[comp.lang.misc] Is C context-free?

gvcormack@watdragon.waterloo.edu (Gordon V. Cormack) (03/25/89)

Is C context-free?


The question is too ill-defined to support the discussion
that has been going on in this medium.  I think the ground rules need
to be established before anything useful can come of it.

Since I have been misquoted as saying "C is not context-free", I will
repeat my original statement that seems to have started this whole
thing.

> Don't blame C++.  Blame C.  
> 
> C is not context-free parsable [actually I believe it is, but not 
> with any sensible grammar].
> -- 
> Gordon V. Cormack     CS Dept, University of Waterloo, Canada N2L 3G1
> gvcormack@waterloo.EDU  gvcormack@uwaterloo.CA  gvcormac@water.BITNET


So what does it mean for something to be context-free?  

A context-free language is a set of strings (a formal language) that
is generated by a context-free grammar.  It has been shown that the
context-free languages are exactly those languages that can be 
recognised by a single-stack nondeterministic automaton.  There is
a well known theorem, known as the "pumping lemma" that can be used
to show whether a given language is context-free, without having to
write a context-free grammar (or prove non-existence of same).

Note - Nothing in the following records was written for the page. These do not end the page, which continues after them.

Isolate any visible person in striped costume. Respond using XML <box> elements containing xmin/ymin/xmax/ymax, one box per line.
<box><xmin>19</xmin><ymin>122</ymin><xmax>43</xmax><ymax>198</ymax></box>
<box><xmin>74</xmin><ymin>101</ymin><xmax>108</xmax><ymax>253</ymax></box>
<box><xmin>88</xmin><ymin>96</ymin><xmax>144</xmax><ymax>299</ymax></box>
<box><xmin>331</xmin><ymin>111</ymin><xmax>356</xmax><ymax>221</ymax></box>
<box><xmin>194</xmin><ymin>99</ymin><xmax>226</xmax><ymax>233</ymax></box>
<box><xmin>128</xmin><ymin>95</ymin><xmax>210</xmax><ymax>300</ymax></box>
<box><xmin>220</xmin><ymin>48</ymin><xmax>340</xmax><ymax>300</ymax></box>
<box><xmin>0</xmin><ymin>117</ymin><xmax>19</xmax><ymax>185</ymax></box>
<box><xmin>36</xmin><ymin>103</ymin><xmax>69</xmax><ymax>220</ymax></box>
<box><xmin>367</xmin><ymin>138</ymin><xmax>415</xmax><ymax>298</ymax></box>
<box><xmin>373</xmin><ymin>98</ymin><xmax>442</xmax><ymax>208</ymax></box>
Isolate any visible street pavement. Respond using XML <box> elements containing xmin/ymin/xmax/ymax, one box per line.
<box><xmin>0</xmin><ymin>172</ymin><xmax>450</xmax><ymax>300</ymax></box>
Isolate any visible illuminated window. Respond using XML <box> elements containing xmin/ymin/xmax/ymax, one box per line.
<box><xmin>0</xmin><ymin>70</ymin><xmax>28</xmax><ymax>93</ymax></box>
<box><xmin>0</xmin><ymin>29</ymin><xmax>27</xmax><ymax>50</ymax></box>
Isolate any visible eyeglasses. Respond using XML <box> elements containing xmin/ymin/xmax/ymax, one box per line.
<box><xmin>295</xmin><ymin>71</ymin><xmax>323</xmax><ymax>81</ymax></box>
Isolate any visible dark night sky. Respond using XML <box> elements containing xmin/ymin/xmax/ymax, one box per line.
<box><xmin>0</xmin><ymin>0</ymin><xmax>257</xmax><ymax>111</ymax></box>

When we say "is C context-free", I suppose we can consider the
set of all ascii strings that are correct C programs to be the
formal language in question.  Under this assumption, C is not 
context free, and neither is any useful programming language.

We qualify what we say to "is the syntax of C context-free?".
Then what is syntax?  If we consider syntax to mean some
context-free language that contains all valid C programs, then C
is context-free, and so are all programming languages.  Here is 
a context-free grammar for all programming languages:

      S -> any_character | S any_character
      
      any_character -> a | b | c | ... | 0 | 1 | ... | , | & | ...

I don't really believe this fits our working definition of "syntax".

We therefore have to agree on what constitutes a syntactically valid
C program, and what constitutes an invalid one.  Then we can start
arguing about whether the set of syntactically valid C programs is
a context-free language or not.  (The original posting to which 
i replied was complaining that a missing type definition should not
be reported as a syntax error.)

In any event, in order to show that such a language is context-free, 
it is necessary to give a CF grammar that generates all strings in the 
language.  The language is a set of ascii strings, not a set of
meta-symbols like Identifier, Type_identifier, etc.  With Pascal
and other langauges that I say have context-free syntax, this 
distinction is moot, because one can trivially write a context-free
grammar to describe each of the meta-symbols, and by substitution,
write a context-free grammar to describe the language.  It happens
that some things, like white space, are a bit tedious to describe,
but it is possible [cf. Salomon and Cormack, "Scannerless parsing
of programming languages, Proc. Sigplan 89].  With C, the "language"
represented by Type_identifier is not only not context-free, it is
not a language because it does not represent a fixed set of strings.
(The set of Type_identifiers changes throughout the program).
And it is my opinion that there are C programs for which we cannot
answer "is this program syntactically valid?" without knowing whether
a particular substring represents a Type_identifier or not.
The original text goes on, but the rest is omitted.